(this was part of a prior post but I edited to expand here)
Cables. Cables are fun, cables are dandy... if you get one wrong you're in for a treat. This is a test project panel over 80 stitches wide, no repeats and no surrender. See, I've done cables before. I love the way they look on flatwork. I love them on socks. I love them on pillows and hats.
I thought to myself.. 'Kat, you love cables, you even designed a very simple X and O cabled glove (free on rav)... this lady makes awesome and awe inspiring cabled projects and well.. she needs test knitters....'
I didn't realize just how big it was. Nor did I realize that this is a non repeating pattern. And my first try was on dark green yarn. I've ripped it out and restarted more times then I care to count.
But.. I have grown as a knitter and have learned a new technique. Crocheting the mistake. You need a screwed up cable (6 or more rows down seemed to be when I noticed the problems) a number of DPNs/extra cable needles and a few small crochet hooks. (Mine were a D and an F and I was knitting with US 10 needles and worsted weight Red Heart yarn) You want to be able to have plenty of loose yarn around said hook. Oh, and a good picture or great chart of whatever you are doing is helpful!
Anyways all you do is slide the stitches to be reworked off the knitting needles. Secure the points (I stuck point protectors on mine) so no other stitches would slide off. You can unraval with the little hook pairs of stitches down to the issue and fix them pair by pair (or trio by trio) like I did with the smaller fixes.. or just yank down the entire section (as in the picture) and rework the entire piece till it looks correct. This was a 6 stitch rip down through 10 rows. I'd 4 needles holding pairs of stitches here and there as I retwisted and reworked them.

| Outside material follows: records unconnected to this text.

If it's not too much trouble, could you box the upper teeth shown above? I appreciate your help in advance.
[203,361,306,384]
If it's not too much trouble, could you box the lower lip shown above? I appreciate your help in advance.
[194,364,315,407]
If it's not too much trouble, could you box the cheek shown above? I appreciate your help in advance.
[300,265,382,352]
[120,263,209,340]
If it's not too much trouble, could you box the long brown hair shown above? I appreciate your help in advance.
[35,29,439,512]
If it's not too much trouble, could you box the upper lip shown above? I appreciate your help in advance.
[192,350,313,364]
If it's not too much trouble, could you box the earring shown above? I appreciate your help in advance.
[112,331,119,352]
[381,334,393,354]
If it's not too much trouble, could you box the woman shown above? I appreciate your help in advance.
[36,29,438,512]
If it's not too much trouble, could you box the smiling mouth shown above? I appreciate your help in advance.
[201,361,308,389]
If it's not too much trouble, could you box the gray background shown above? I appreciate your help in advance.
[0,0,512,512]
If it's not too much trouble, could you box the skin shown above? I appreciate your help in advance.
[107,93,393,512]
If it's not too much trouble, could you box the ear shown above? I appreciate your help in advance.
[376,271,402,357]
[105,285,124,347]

I'd miss-crossed on the first cross which was ruining the look..and forgotten to cross two others. Took almost two hours... but compared to the ten-fifteen hours it would have taken to restart the work.. Yup.
Some others reknit the ripped section. I think hooking up as for a dropped stitch is faster. YMMV.
Things I have learned about complex cabling.
(thanks to a fellow Ravelry member faeriesandpixies and others)
1. Color the different cable stitches in both your legend and the chart. Color one cable cross at a time, for the entire chart (say, starting with c2 over 2left). You will then see how that cross moves through your chart. This will be the visual representation of your pattern and will be really helpful as you knit
2. Study the differences in the cable stitches. You don’t need to memorize them, just understand them. (Hint: basically there are only two kind of cables, left- and right-leaning, or left- and right-crossing. After that, the differences are in how many stitches are crossed, what kind of stitch is crossed, and what kind of stitch is in the background. Usually the knits are crossed and the purls are in the background. And they are in this pattern.)
3. Try to use a light-colored wool or wool/blend yarn.
4. Mark off each row that you have completed. Everyone occasionally forgets what row they are on. Try to do each RS(odd #s) and it’s following WS(even #s) row in one sitting. Then look at your work to make sure it’s correct. Stopping and starting mid-row tends to make for mistakes. Knitting cables is alot about attention span and concentration (both I struggle with from time to time :).
5. Cover the rows above the working row.
6. Set yourself some goals. Do two rows, have a soda, then eight more, have a tea, then ten more.
Yeah... I'm glad I'm doing this. I'm just that much closer to writing another pattern of my own...with cables. Now I should stop procrastinating on this here blog and go finish the thing.